How does light manage to travel billions of light-years without ever slowing down? This is a question that seems to defy common sense. To understand it, we must delve into the astonishing properties of light.
An endless journey through space?
Light is an electromagnetic wave... and it has no mass. It is precisely this lack of mass that allows it to travel at a speed of 186,000 miles per second (300,000 km/s) without ever slowing down, as long as it remains in a vacuum. It thus escapes all forms of friction and gravity that usually slow down material objects.
In the vastness of space, the vacuum is nearly perfect. There is almost nothing to disturb the light. As a result: it crosses the Universe over the greatest distances, intact. But beware: when it encounters matter, such as Earth's atmosphere or an interstellar gas cloud, it can be absorbed or scattered.
Thanks to this ability, astronomers can observe distant galaxies and, in a way, travel back in time by capturing light emitted billions of years ago. They are therefore seeing the past of the Universe.
Relativity: when time stretches... and stops
And what if we add a touch of relativity? According to Einstein, time is not fixed but depends on speed and gravity. This is time dilation.

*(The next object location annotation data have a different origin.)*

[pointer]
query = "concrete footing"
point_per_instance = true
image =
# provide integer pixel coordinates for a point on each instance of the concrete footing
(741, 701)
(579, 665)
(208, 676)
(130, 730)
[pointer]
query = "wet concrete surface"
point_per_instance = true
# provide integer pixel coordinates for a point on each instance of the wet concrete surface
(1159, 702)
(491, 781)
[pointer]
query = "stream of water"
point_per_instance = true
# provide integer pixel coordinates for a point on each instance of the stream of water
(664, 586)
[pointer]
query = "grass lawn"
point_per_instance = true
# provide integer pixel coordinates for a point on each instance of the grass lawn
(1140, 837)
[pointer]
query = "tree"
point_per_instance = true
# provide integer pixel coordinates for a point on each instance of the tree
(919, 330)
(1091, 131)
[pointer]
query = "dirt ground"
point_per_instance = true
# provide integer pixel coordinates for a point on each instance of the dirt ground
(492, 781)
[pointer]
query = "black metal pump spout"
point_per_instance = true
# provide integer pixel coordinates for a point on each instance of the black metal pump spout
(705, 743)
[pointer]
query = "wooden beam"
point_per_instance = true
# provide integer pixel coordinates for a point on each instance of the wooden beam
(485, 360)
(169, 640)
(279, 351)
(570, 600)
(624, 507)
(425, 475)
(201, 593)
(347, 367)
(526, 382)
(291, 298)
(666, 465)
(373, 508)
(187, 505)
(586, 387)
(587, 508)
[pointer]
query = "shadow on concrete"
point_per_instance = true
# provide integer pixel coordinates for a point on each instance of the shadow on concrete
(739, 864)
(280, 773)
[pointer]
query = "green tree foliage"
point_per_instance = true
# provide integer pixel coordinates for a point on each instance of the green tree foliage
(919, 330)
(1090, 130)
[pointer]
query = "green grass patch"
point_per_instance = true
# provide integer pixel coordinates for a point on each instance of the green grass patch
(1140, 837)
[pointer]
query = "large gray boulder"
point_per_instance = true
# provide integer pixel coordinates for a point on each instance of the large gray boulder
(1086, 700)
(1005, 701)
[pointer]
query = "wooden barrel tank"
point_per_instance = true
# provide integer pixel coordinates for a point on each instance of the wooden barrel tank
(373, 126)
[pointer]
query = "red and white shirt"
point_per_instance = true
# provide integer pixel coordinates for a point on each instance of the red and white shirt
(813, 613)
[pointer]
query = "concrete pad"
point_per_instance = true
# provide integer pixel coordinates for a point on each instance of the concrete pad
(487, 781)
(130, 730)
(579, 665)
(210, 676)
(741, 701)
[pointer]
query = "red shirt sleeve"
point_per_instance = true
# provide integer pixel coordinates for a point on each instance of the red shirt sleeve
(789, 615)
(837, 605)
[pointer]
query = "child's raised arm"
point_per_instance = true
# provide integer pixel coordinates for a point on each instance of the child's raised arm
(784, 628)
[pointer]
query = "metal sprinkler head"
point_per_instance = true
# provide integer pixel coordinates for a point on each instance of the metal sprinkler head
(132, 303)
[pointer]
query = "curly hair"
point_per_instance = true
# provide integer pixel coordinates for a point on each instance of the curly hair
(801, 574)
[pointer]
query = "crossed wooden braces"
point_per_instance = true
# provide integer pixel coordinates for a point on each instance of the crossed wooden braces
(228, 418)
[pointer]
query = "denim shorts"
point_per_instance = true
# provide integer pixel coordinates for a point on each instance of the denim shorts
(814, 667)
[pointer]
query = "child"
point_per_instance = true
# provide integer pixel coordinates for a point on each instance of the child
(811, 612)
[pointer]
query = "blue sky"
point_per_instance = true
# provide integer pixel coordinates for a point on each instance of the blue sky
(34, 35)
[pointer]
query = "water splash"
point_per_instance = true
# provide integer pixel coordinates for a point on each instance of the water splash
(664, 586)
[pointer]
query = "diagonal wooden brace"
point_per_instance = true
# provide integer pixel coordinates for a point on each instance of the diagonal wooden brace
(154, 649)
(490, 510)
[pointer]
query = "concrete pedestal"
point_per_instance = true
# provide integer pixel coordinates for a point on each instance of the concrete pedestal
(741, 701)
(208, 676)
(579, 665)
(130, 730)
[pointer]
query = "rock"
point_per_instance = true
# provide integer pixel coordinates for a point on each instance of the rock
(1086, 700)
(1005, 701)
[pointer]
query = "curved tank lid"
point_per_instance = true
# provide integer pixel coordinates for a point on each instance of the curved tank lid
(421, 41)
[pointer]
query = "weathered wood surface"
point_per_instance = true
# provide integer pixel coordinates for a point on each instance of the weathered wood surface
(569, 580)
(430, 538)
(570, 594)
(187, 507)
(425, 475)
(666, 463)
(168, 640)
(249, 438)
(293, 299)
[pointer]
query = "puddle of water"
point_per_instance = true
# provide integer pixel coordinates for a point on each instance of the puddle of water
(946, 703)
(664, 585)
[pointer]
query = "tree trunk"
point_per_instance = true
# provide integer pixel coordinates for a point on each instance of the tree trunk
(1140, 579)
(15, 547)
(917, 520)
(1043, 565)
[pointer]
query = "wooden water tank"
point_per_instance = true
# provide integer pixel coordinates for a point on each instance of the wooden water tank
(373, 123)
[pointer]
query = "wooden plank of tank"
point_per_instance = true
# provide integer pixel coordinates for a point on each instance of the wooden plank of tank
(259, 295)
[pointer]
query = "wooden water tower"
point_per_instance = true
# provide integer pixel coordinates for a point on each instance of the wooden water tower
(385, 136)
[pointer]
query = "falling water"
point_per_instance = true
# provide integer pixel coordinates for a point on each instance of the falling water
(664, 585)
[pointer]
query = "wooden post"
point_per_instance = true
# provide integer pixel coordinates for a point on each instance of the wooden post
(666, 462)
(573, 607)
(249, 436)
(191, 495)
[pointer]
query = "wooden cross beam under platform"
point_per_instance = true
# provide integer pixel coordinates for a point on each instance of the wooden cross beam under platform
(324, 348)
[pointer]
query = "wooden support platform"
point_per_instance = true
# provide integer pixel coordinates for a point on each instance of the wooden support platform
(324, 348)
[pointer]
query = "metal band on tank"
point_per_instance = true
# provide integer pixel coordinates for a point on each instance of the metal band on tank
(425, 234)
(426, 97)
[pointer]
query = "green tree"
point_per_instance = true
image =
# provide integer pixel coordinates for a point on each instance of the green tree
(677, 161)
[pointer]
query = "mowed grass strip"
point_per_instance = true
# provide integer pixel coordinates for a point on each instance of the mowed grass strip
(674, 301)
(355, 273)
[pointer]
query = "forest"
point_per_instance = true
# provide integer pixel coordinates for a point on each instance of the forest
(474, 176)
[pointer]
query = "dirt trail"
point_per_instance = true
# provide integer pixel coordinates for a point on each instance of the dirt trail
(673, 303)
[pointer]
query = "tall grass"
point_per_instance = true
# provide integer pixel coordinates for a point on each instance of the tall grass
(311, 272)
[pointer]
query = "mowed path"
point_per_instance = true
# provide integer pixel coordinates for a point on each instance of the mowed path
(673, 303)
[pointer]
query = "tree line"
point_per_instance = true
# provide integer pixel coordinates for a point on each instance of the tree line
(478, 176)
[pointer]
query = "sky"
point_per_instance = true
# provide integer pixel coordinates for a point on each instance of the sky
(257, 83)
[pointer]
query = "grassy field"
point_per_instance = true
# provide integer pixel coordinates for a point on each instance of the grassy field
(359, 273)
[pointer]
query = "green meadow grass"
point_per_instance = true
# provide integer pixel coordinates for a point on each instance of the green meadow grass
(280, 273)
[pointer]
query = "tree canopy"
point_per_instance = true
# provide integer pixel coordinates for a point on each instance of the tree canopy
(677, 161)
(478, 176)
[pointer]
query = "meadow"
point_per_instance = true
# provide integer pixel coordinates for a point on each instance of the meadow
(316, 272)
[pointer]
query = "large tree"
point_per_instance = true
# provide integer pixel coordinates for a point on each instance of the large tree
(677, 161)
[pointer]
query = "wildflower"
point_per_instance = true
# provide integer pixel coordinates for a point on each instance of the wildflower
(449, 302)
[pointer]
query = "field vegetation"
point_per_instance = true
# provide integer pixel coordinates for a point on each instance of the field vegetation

An object moving at high speed or near an intense gravitational field will experience time passing more slowly than an object at rest or far from that gravity. For example, the clocks on GPS satellites must be adjusted to account for this discrepancy.
For a photon (the particle of light), it's even more counterintuitive: by traveling at the speed of light, time completely stops from its perspective.
In other words, its journey from one point in the Universe to another seems instantaneous to it. Its "life" is limited to its birth (emission) and immediately its death (absorption), even if its birthplace and place of death are billions of light-years apart. For us, it will have taken billions of years to cover that distance. For the photon, it's instantaneous.
These notions, as bewildering as they may be, are crucial for understanding our Universe... and our modern technologies, like GPS.